Christchurch, October 18: By the time the rain started hammering Hagley Oval, Jos Buttler had already walked off with that familiar mix of irritation and resignation. Twenty-nine runs to his name, a few shots that hinted at rhythm, and then, nothing. The covers came on, umbrellas popped open, and whatever momentum England had found was drowned under a stubborn New Zealand sky.
The official score 153 for six will sit there in the record books like a half-written sentence.
A Day That Never Quite Took Off
You could tell it was going to rain before a ball was bowled. Low clouds, the kind that hang heavy, the kind that umpires keep glancing up at. Mitchell Santner won the toss, looked around, and said he’d bowl. Fair call.
For a short while, England looked like they might make a night of it. Phil Salt swung hard, Buttler played those neat little deflections that turn dot balls into ones and twos. Nothing explosive, just smart cricket. Then Michael Bracewell, returning after injury, tossed one up that dipped a fraction. Buttler went for the drive. Edge, catch, Matt Henry waiting.
The rain arrived not long after, light at first, then proper sheets of it. Out came the covers, out came the sighs. Players shook hands in the gloom. The crowd didn’t even boo just zipped jackets higher and headed for the exits.
Buttler at the Centre of England’s Reset
This tour matters to England in a quiet way. After a patchy couple of years, they need a run of games to rebuild the chemistry that once made them terrifying. And at the centre of that rebuild is Buttler still captain, still wicketkeeper, still the calm eye in England’s chaos.
Cricexec had listed the starting XI earlier in the day: Salt, Will Jacks, Harry Brook, Sam Curran the now-standard blend of power and promise. It’s a team still learning how to balance flair with maturity. You can see flashes of both, sometimes in the same over.
Buttler’s role in that mix is changing. He isn’t just the opener anymore; he’s the steady hand that allows everyone else to swing freely. The younger lads treat him less like a teammate and more like a guide who’s seen both ends of success.
Chasing a Quiet Landmark
There’s a number following him around on this trip: 4,000 runs in T20 internationals. He’s close around 160 away, according to ESPN and when he gets there, he’ll be only the fourth man ever to do it, and the first Englishman. He won’t make a fuss when it happens. That’s not his way.
For a player like Buttler, milestones are almost incidental. His reputation was made long ago, back when he was scooping fast bowlers over fine leg and turning one-day games into science experiments. What he’s doing now is something different: quietly extending a career that’s already changed how England think about short-format cricket.
England’s Opening Dilemma
There’s also the matter of who partners him. Sky Sports have been hammering the same question for weeks if Salt is the future, does that make Buttler the anchor? Or do they just hit together and see where it lands?
It’s not a bad problem to have, but it’s a puzzle England haven’t solved yet. Salt can detonate, Jacks is all flair, Brook brings elegance, and Buttler sits somewhere between all three. When it clicks, it’s dazzling. When it doesn’t, it looks like four soloists searching for harmony.

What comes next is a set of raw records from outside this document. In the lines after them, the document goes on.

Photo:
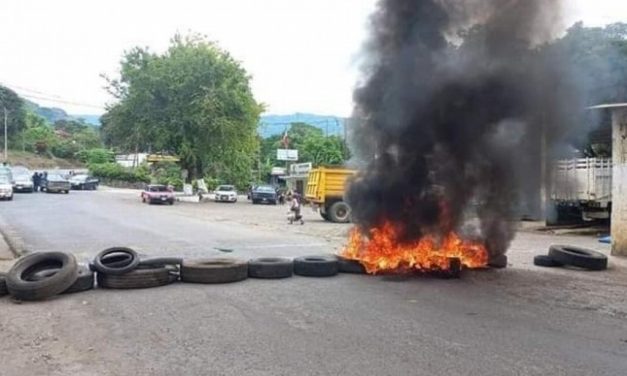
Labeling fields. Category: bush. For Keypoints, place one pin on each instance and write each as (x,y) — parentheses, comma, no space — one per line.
(94,156)
(113,171)
(65,149)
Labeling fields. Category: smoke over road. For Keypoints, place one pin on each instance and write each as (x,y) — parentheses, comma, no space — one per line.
(454,103)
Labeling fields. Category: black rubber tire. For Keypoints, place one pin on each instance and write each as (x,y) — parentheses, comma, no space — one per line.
(339,212)
(161,261)
(114,261)
(316,266)
(270,268)
(498,262)
(25,290)
(84,281)
(546,261)
(3,285)
(101,265)
(350,266)
(214,270)
(579,257)
(141,278)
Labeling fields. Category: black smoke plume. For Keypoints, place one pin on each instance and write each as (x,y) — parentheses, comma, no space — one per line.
(457,105)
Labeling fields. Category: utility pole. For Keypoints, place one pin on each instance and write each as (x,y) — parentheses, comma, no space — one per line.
(6,120)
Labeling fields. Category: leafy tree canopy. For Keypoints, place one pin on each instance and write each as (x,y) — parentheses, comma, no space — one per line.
(194,101)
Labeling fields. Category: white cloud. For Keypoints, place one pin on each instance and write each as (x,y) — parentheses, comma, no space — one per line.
(300,53)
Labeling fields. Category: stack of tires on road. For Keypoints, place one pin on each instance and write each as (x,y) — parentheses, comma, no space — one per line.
(39,276)
(564,255)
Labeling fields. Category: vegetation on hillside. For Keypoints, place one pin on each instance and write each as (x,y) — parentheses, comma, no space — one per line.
(193,101)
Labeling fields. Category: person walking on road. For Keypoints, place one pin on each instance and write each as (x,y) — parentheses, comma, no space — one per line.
(295,208)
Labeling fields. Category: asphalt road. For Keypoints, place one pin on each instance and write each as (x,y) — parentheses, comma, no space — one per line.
(518,321)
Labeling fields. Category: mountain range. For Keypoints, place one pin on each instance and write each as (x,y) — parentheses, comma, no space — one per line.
(269,125)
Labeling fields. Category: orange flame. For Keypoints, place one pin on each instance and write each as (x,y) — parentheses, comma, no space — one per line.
(382,251)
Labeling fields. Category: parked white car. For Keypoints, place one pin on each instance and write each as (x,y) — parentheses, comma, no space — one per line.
(226,193)
(6,188)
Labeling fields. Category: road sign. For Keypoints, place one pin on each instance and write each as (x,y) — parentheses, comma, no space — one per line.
(287,154)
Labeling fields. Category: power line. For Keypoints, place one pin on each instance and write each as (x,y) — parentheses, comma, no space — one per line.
(49,97)
(62,101)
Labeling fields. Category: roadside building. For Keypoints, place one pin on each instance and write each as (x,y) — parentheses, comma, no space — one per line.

Tonight didn’t answer much. Rain rarely does.
The Captain’s Quiet Weight
Since Eoin Morgan stepped away, Buttler’s led with a different kind of energy. Less rallying cries, more quiet nods. People inside the setup say his calm is his strength that even when everything around him goes wrong, his face barely changes. It’s true. Watch him after a dropped catch or a mistimed shot. There’s no glare, no arm-waving. Just that slow blink and reset.

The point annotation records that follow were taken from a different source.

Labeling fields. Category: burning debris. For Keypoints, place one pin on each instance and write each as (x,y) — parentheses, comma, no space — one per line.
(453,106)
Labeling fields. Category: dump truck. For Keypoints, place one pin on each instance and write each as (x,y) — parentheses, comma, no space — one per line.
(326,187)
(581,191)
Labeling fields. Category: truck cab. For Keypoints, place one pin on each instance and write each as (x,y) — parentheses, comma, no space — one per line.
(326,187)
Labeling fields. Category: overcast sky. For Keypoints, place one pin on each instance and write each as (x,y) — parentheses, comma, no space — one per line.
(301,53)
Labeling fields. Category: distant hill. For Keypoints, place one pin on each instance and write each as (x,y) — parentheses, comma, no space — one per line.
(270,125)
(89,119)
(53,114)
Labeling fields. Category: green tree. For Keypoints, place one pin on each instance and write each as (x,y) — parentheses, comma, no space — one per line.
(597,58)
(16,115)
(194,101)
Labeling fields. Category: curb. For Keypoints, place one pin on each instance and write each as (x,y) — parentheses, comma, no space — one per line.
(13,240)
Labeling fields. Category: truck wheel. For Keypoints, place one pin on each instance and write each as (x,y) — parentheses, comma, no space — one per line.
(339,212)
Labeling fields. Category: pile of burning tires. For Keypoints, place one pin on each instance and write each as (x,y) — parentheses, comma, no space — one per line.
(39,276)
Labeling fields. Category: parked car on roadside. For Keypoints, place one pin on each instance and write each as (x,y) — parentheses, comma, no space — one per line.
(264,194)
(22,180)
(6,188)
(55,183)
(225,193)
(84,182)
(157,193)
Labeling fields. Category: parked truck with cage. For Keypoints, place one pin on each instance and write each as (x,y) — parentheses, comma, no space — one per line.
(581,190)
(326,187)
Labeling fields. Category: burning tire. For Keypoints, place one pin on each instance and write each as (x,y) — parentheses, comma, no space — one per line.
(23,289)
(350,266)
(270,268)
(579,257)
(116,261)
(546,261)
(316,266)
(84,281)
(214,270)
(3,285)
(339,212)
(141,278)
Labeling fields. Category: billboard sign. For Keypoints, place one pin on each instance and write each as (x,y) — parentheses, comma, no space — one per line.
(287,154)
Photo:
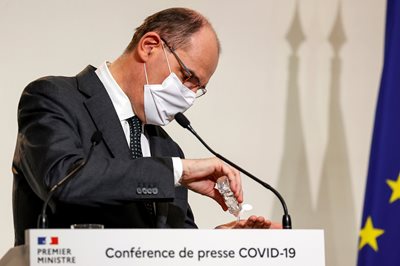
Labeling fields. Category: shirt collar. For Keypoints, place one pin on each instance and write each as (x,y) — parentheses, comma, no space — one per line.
(118,97)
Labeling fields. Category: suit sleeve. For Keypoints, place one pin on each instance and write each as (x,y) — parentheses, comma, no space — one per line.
(52,139)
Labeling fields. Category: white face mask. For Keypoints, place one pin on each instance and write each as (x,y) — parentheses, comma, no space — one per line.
(163,101)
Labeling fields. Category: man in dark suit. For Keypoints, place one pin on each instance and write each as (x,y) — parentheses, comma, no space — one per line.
(169,61)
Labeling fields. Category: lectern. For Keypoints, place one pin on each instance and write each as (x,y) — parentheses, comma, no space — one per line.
(174,247)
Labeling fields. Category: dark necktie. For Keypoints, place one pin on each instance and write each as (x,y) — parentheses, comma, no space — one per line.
(135,126)
(135,129)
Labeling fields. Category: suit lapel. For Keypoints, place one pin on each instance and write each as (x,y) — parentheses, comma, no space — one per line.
(102,111)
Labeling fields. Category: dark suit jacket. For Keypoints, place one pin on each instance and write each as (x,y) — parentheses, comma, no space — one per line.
(57,117)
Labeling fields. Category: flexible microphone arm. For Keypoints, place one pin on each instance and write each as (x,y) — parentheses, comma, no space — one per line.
(42,219)
(185,123)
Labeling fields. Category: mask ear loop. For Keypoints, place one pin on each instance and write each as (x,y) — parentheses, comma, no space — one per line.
(145,73)
(166,57)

But leadership has its shadows too. There’s always noise about the next captain, Sam Curran, maybe, or Harry Brook. Buttler doesn’t bite when asked. He’s been around long enough to know that the next thing always comes. Until then, he plays.
What Now
New Zealand won’t mind the washout too much. They got some overs into Bracewell, saw a few encouraging signs, and didn’t have to chase under bad light. For England, it’s frustration they’ll carry to Dunedin for the second T20 on October 20. They’ll want a full game this time, not another evening of drizzle and damp trousers.
The thing about Buttler is, he doesn’t need many balls to find rhythm. A couple of boundaries, one over of timing, and suddenly he’s in that zone again. Maybe that’ll come in Dunedin. Maybe it won’t. But the intent is there, you can see it.
Tonight wasn’t about failure. It was just weather and timing conspiring against him. He walked off calm, gloves tucked under his arm, looking like a man who knows his story’s nowhere near finished.